Septimus y Beetle abrieron los ojos como platos de la impresión. Ambos se esforzaron en oír la respuesta.
—Quiere la pantera. —Aquella era Marissa—. Morwenna siempre ha querido un transformador de día a noche.
—Y entonces, ¿por qué no pide solo la pantera?
—Dos por el precio de uno —dijo Marissa soltando una risita—. Si pide la pantera, solo se queda con la pantera, pero si pide la princesa, la pantera va en el lote. Es lista, ¿eh?
—Sí…
—Y si tiene a la princesa, será realmente poderosa, ¿verdad?
—Morwenna dice que el Palacio está lleno de toneladas de cosas de la vieja magia que, para empezar, las reinas nos robaron a nosotras. Solo quiere que nos devuelva lo que legítimamente nos pertenece.
—Entonces, ¿de verdad va a pedir a la princesa?
—Sí, la va a pedir. Es lo primero que hará por la mañana. Así que tendremos a la señorita Tiquismiquis Real y a su escuálido gato viviendo aquí. Pronto aprenderá. ¡Jo, jo, jo!
Hubo otro revuelo de risitas, esta vez algo más malévolas, y, para su consternación, Septimus empezaba a sentir ganas de estornudar. Se cogió la nariz y contuvo la respiración. No debía estornudar. No debía hacerlo, no, no, a… a… a… Beetle vio lo que se avecinaba. Se levantó de un salto y le tapó la nariz con la mano, de manera que ya no tuvo ganas de estornudar. Lo único que quería era respirar.

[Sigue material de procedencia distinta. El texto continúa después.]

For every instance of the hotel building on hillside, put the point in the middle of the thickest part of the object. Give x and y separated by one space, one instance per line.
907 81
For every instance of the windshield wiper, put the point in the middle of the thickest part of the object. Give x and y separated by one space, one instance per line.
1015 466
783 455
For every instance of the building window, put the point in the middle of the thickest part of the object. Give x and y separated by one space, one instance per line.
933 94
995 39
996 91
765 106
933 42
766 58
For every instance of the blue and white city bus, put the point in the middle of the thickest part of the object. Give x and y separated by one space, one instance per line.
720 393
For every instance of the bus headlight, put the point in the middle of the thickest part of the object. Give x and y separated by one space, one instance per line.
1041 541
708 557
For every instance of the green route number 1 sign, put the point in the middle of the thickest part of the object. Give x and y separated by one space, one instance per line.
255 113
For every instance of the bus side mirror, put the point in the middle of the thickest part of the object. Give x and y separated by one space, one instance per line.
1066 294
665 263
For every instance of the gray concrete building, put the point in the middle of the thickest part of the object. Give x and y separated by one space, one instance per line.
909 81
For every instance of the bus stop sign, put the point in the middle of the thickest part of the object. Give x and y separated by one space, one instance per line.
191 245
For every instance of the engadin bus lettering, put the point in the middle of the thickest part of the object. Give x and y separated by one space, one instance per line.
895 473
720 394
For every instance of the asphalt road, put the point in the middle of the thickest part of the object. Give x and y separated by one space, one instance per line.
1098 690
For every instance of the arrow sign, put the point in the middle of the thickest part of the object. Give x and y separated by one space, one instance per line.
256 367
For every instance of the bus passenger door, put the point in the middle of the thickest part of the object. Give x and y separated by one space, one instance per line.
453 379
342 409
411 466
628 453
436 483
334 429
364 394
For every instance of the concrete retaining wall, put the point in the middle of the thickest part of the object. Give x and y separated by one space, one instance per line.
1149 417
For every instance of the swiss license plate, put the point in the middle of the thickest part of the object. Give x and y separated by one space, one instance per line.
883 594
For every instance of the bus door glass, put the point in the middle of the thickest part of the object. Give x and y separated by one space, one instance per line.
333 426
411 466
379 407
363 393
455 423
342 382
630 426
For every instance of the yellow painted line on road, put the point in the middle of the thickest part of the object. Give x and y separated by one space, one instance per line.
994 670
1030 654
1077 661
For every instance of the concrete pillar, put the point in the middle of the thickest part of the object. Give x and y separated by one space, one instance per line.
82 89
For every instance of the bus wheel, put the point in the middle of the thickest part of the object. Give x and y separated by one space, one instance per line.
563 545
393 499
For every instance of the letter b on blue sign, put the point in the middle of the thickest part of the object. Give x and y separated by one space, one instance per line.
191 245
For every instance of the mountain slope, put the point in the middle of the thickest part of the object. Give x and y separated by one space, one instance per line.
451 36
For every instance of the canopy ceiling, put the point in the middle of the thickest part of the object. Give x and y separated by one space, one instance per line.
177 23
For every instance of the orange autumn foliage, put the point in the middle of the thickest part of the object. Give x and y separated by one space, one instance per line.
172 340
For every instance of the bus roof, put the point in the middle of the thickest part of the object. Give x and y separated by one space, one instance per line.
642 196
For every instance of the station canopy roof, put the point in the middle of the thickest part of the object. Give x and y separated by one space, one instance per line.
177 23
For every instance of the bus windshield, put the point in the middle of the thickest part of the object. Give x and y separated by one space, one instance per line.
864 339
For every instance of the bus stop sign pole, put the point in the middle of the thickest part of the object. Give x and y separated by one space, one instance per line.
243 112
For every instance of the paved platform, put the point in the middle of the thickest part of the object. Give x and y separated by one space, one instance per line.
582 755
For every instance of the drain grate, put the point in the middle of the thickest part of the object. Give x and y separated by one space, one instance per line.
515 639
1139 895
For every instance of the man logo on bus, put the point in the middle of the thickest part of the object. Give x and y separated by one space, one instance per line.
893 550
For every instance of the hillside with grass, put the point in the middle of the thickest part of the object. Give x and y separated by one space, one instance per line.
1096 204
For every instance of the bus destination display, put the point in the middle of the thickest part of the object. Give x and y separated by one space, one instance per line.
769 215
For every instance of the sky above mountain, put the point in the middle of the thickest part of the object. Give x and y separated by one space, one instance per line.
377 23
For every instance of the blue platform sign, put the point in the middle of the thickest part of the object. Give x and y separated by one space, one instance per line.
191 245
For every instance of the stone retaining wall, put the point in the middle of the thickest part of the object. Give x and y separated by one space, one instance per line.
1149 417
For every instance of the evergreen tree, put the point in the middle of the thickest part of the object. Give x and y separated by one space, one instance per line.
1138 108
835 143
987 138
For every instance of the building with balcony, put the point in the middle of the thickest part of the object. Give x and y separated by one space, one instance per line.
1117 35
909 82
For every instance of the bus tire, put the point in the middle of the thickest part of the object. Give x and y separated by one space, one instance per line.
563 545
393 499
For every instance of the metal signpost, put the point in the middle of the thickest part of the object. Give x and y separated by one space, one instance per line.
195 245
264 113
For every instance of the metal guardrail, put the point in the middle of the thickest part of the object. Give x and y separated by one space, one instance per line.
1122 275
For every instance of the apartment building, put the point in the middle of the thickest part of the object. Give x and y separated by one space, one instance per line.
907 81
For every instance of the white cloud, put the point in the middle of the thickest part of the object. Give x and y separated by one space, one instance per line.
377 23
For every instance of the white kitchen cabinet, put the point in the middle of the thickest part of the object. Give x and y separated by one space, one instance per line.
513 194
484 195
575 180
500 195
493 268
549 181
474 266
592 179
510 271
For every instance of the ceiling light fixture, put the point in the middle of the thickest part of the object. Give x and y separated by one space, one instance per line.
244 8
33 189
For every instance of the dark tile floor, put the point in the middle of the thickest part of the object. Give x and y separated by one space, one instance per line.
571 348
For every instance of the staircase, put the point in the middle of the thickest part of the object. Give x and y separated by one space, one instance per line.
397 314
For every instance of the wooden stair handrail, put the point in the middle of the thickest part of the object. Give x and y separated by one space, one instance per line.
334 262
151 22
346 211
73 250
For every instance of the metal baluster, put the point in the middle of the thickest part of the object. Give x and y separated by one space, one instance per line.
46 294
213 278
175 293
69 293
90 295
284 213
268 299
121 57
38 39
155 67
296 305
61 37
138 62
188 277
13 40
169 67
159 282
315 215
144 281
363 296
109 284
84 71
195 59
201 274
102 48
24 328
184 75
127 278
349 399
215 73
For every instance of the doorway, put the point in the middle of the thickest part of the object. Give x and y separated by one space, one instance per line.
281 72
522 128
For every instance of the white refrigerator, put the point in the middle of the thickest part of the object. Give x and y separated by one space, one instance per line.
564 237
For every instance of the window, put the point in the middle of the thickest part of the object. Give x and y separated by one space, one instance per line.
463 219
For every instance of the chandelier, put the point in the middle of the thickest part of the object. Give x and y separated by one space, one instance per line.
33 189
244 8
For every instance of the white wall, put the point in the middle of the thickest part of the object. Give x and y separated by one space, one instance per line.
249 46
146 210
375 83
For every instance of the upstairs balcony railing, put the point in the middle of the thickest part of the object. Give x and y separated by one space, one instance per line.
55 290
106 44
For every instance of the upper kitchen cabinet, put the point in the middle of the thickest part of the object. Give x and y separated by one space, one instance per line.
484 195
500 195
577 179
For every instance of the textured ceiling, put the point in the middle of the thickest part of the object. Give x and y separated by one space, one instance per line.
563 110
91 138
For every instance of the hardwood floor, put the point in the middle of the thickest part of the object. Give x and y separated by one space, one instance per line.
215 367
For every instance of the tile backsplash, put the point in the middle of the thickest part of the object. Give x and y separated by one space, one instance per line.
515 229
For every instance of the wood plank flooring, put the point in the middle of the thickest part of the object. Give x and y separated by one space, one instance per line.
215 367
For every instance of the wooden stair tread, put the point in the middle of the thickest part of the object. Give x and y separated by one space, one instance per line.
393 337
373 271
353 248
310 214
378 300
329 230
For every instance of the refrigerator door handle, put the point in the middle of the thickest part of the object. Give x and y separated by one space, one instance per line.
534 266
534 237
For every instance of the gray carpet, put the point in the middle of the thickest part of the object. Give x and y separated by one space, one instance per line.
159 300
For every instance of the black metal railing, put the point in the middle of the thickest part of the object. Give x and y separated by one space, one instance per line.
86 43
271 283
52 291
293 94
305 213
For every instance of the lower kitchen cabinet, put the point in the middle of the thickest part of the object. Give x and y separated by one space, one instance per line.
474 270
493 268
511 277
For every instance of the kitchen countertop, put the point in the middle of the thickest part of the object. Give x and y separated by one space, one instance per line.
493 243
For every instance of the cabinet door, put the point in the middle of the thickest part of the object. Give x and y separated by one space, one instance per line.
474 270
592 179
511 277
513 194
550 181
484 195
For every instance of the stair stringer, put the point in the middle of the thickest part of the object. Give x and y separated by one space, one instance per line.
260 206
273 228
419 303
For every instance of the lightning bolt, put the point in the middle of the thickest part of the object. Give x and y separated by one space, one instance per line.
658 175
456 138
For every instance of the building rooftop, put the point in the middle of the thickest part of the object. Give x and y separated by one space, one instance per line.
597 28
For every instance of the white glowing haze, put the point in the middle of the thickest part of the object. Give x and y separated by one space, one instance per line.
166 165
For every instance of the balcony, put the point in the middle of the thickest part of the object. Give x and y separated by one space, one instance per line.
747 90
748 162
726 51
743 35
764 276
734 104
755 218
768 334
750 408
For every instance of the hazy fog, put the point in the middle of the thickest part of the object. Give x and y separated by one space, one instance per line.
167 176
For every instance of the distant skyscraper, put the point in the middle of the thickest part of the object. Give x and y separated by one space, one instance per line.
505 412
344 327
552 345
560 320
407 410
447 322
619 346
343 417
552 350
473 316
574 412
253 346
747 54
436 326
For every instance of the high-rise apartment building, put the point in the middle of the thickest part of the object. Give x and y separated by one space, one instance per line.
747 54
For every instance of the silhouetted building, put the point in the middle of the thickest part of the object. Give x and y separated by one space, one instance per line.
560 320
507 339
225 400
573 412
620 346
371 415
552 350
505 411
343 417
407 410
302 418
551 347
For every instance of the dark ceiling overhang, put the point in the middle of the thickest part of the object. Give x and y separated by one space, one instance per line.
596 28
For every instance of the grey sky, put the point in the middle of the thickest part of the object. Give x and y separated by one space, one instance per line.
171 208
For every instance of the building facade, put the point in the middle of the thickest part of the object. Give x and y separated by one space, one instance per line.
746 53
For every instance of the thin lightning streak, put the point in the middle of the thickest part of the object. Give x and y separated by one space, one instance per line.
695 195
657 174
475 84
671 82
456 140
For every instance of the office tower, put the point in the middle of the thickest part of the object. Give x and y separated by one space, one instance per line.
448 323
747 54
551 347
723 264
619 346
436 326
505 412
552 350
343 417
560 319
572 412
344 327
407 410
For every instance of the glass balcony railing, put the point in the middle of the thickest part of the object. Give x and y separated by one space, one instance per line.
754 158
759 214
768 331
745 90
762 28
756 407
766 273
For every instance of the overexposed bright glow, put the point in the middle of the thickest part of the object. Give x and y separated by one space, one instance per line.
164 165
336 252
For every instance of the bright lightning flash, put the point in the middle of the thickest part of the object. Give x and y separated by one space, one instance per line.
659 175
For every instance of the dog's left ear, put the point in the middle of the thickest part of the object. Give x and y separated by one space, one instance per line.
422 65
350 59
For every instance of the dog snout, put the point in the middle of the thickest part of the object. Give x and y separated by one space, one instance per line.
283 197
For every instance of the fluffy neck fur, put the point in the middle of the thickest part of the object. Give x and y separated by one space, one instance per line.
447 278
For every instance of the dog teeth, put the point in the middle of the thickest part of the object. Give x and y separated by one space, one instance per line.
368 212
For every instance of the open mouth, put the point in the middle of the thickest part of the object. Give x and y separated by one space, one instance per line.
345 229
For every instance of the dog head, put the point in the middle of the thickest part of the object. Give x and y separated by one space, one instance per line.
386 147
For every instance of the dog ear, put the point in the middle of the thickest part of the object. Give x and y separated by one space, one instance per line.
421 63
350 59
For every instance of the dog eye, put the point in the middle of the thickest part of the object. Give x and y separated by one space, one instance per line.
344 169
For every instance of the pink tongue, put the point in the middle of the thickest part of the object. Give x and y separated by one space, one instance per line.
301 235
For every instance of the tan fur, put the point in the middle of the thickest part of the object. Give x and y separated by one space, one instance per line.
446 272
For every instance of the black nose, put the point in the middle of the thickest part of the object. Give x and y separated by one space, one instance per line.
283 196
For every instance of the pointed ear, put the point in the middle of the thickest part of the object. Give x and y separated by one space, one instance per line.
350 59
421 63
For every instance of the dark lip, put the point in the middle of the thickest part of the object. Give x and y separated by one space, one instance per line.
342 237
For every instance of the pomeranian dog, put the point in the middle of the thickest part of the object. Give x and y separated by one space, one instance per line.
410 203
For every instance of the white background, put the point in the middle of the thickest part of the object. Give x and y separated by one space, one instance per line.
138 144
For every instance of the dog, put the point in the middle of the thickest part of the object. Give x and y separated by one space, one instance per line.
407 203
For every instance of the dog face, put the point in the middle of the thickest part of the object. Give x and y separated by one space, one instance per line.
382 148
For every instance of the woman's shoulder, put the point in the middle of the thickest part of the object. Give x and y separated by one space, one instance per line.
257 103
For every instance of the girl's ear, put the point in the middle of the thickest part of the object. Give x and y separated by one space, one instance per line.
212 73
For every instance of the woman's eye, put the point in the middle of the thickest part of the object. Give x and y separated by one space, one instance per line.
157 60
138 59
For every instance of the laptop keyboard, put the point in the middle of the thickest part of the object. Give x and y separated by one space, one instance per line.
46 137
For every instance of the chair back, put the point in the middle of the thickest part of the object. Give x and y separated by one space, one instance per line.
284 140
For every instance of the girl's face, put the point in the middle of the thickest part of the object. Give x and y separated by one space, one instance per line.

La conversación de las brujas jóvenes proseguía, inconscientes de que a su lado los chicos las estaban oyendo, separados solo por una gruesa tela de lona. Ahora era Marissa la que hablaba. Parecía impaciente.
—Sam llegará pronto. Veo que se acerca su antorcha por el camino. No podemos esperar a Bryony mucho más tiempo.
—Dale un par de minutos, Marissa. Tenía que limpiar la olla. Qué es más de lo que tú hiciste esta mañana. Es asqueroso.
—Bueno, yo odio limpiar la olla. Nadie nota un pedacito de desayuno en su guiso de zorro. ¡Oh, estoy cansada de esperar! Voy a buscarla. O viene ahora o que se olvide.
—De acuerdo. Iremos contigo. —La sombra más alta abandonó el grupo y las otras tres sombras la siguieron deprisa.
Beetle y Septimus se quedaron mirándose fijamente.
—¿Has oído eso? —dijo Beetle en voz baja, vocalizando exageradamente.
Septimus asintió.
—Tenemos que sacar a Jen de aquí —susurró.